Sempre per restare al discorso letterario, il romanzo fa quasi il verso al genere di formazione, configurandosi come de-formazione di un protagonista già adulto che non cresce ma invecchia, non si arricchisce ma perde tutti i soldi, non si realizza ma si smarrisce – e nemmeno guarisce per davvero: privato del denaro, si libera (involontariamente) soltanto di una dimensione che gli aveva permesso di esprimersi; se adesso si accontenta, è perché deve farlo. La solitudine – mai mostrata, che emerge solo per contrasto – di John è la solitudine dell’uomo moderno, circondato da una bellezza che comunque risulta insufficiente, in una spirale di contraddizione per la quale questa bellezza si avverte, perfino si comprende, talvolta se ne gode pure, ma non è bastevole alla felicità.

 

Ovviamente, come ogni classifica, l’articolo del Guardian non elegge soltanto ciò che è meglio, ma sentenzia anche cos’è peggio. In questo caso, l’ultimo posto è andato a La vedova incinta, romanzo del 2010 pubblicato in Italia ancora da Einaudi e accolto piuttosto tiepidamente – se non con un accesso di stizza come accadde per L’Espresso, che dichiarò senza mezzi termini: «Martin Amis ha rotto le scatole». Appena dieci anni più tardi, il romanzo è finito fuori catalogo e oggi risulta introvabile non solo nelle librerie di tutta Italia, ma anche online. E al di là delle polemiche che riuscì a suscitare ai tempi della pubblicazione, oggi il libro sembra essere uscito perfino dai discorsi intorno all’autore – nessuno lo menziona, tanti ne hanno abbandonato la lettura, non si trova nemmeno nella sezione degli usati.
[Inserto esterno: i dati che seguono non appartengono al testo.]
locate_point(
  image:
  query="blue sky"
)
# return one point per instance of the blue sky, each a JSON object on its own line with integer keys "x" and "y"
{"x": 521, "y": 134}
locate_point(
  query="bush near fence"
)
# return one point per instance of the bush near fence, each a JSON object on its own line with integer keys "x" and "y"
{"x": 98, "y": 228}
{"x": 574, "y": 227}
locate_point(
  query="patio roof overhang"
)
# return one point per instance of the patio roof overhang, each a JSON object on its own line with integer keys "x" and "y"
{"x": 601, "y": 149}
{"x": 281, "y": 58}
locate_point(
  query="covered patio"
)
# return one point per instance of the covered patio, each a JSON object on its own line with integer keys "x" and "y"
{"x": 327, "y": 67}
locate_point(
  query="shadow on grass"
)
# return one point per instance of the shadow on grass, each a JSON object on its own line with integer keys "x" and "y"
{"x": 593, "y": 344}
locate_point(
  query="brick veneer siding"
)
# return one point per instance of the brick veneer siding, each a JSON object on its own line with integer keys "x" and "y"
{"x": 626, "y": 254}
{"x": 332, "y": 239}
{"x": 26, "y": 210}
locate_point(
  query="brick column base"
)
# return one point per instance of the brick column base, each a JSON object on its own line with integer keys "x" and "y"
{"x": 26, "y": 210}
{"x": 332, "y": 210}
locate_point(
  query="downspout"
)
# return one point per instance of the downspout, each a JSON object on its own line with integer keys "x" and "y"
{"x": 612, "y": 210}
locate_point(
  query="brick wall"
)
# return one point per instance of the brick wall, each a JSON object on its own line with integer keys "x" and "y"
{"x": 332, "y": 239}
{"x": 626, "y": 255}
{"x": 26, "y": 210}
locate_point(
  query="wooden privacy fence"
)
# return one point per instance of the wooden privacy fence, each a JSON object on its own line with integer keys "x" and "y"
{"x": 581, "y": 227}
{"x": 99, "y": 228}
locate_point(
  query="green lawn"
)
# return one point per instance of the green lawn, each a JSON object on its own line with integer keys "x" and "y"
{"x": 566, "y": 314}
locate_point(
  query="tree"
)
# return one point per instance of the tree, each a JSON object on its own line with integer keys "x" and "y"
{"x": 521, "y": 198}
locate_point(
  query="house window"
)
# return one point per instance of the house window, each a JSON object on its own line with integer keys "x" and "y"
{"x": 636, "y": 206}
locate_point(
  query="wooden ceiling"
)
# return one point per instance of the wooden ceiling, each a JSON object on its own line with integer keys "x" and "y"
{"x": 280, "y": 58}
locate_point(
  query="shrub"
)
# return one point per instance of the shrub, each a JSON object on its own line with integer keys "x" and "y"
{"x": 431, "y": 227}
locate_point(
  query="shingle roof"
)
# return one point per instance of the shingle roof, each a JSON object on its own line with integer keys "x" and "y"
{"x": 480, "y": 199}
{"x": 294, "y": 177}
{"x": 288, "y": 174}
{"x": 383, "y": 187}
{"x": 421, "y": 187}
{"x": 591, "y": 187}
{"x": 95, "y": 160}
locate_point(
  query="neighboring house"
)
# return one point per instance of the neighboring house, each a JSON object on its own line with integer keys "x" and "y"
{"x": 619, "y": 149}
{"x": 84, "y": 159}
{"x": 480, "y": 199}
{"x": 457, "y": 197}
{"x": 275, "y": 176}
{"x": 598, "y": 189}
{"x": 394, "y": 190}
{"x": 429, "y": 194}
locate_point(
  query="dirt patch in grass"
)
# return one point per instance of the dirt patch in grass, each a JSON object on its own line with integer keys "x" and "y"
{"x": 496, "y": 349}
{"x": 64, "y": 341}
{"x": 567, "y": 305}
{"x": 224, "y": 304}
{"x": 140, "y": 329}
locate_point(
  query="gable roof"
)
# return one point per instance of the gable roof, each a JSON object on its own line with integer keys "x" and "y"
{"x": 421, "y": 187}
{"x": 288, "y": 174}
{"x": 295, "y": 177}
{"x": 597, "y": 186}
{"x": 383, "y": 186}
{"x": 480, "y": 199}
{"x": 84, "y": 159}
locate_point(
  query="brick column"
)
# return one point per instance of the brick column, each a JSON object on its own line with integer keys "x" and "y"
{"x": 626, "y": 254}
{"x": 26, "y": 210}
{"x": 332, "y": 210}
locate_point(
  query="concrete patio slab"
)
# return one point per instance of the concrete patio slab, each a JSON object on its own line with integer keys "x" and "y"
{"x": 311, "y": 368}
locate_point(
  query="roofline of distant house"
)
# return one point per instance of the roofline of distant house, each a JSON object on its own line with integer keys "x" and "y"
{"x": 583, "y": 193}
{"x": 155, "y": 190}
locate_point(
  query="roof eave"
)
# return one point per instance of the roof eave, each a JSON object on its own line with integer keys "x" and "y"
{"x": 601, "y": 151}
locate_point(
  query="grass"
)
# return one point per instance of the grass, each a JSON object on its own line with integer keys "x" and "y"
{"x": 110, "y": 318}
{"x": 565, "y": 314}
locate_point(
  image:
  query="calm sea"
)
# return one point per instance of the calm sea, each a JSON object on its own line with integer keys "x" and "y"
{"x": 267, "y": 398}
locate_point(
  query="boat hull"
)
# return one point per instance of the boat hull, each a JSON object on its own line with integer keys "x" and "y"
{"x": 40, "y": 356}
Ma quindi: di che cosa parla La vedova incinta? È, per farla breve, un romanzo sulla giovinezza. Direte: un altro romanzo sulla giovinezza? No. Un libro così, sulla giovinezza, non era forse mai stato scritto. Il romanzo non prende una direzione, e in questa sua indefinitezza trova la definizione della sua forma. Un romanzo sulla giovinezza che è il riflesso della giovinezza: leggero all’apparenza e ricco allo stesso tempo, disorientante, informe perché mutevole. Pieno di fantasie e fantasticherie – intriso di Letteratura.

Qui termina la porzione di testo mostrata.